Человек, как он мне объяснил, приехал только сегодня из его собственной деревни.
— Си Асен, — сказал ему Арезки, — Элиза с нами. Когда все кончится, я отвезу ее посмотреть наши края.
Си Асен никак на это не отреагировал. Он равнодушно поглядел на меня и снова погрузился в бесконечный разговор с Арезки. Меня повергали в ужас эти дискуссии Арезки с его соплеменниками. Длинная нить беседы вилась часами, конца ей не предвиделось. На этот раз Арезки даже не просил Си Асена говорить по–французски. Неожиданно он поднялся и на несколько минут вышел, а когда вернулся, сказал почти весело:
— Не надо путать. Вовсе не все французы нас ненавидят. Даже там, дома, некоторые любят нас.
Глаза Си Асена, маленькие, окаймленные черным, почти неподвижные, скользнули по мне. Он дважды прочистил горло, подбирая слова.
— Ты в это веришь?
Это он сказал по–французски.
— Они любят Алжир, не алжирцев.
— Француз любит алжирца, как всадник…
— Свою лошадь, — закончил Арезки. — Есть у нас такая пословица.
Си Асен поднялся, взял со стола пакет, перевязанный веревочкой, и протянул Арезки. Тот осторожно развязал его и открыл. В белую тряпицу было завернуто несколько маленьких лепешек.
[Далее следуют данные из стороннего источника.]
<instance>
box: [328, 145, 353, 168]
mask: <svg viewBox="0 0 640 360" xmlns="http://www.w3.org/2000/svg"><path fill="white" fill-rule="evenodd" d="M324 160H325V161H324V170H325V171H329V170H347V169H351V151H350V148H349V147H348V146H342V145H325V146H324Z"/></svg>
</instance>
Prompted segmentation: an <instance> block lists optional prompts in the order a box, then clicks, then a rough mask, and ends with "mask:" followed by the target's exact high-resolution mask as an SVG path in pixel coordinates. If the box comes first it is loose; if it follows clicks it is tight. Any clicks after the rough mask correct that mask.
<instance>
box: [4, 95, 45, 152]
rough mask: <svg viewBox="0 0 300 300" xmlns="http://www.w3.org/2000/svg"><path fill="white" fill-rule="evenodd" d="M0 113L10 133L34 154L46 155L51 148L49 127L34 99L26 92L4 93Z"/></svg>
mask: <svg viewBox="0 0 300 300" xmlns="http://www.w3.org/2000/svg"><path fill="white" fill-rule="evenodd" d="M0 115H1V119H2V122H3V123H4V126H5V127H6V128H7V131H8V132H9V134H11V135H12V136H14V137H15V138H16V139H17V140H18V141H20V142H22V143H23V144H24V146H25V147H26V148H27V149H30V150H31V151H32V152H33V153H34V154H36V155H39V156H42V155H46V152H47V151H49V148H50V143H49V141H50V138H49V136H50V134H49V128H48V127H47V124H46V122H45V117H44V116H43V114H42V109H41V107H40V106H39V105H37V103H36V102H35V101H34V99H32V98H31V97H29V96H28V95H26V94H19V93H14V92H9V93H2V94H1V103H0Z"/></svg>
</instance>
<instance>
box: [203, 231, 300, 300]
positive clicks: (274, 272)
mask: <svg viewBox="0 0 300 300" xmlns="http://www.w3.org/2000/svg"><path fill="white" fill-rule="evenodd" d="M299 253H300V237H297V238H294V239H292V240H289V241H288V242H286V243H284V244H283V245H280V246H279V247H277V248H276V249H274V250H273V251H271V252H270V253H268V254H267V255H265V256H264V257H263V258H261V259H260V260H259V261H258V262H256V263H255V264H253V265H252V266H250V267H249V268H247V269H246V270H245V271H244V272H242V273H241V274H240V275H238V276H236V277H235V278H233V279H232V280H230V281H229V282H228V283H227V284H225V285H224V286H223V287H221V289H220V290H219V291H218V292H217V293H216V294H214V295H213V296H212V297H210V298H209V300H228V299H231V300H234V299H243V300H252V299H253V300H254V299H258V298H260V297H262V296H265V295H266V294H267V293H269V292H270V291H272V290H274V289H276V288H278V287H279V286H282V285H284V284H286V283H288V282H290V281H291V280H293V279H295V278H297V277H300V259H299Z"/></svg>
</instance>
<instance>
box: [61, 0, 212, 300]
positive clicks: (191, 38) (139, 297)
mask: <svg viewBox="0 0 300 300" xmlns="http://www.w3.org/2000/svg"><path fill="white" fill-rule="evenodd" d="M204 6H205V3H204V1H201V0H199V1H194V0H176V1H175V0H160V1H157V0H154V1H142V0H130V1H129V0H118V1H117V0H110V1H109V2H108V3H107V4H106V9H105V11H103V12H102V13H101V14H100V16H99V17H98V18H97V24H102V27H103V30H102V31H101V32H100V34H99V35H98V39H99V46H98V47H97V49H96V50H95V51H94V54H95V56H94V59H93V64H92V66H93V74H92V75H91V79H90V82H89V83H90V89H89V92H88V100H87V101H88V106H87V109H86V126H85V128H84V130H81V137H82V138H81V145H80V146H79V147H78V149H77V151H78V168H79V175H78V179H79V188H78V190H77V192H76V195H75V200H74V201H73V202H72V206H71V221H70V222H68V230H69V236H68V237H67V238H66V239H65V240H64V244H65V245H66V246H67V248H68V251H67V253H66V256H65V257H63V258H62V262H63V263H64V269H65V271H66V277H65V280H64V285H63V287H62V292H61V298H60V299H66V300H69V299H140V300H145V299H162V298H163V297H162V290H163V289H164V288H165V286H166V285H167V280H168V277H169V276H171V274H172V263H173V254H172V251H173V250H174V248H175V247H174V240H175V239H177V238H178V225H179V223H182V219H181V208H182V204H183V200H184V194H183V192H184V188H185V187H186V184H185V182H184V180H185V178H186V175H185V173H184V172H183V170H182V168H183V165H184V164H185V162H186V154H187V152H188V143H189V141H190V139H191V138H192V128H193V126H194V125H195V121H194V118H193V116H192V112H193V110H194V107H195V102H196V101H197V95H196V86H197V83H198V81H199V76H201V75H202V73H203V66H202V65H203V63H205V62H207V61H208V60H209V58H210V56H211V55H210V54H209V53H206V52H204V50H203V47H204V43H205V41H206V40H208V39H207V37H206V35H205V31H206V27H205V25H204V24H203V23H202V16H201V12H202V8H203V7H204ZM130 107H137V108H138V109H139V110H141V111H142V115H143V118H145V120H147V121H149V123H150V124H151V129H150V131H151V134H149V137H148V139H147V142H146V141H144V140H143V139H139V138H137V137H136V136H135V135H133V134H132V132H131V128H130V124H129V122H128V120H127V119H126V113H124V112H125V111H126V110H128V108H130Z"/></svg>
— Моя мать. Чтоб послать мне это, она сама недоедала.
Он роздал лепешки окружающим, и мы стали есть, пока хозяин готовил кофе.
— Она много страдала по нашей вине. Ее отец, муж, брат… да и я тоже.
— Они выгоняют нас, — сказал Си Асен, — всю деревню, в переселенческий центр.
— Очищают район! А это что?
В руках у Арезки была маленькая металлическая коробочка, тоже перехваченная веревкой. Си Асен улыбнулся. Арезки открыл ее. В ней была земля.
— Это твоя мать. Она сказала: пусть сохранит немного нашей земли, на ней росла мята.
Арезки наклонился, понюхал, потом, высыпав землю в руку, поднес ее ко рту и поцеловал. Но тотчас выпрямился и схватил кочергу.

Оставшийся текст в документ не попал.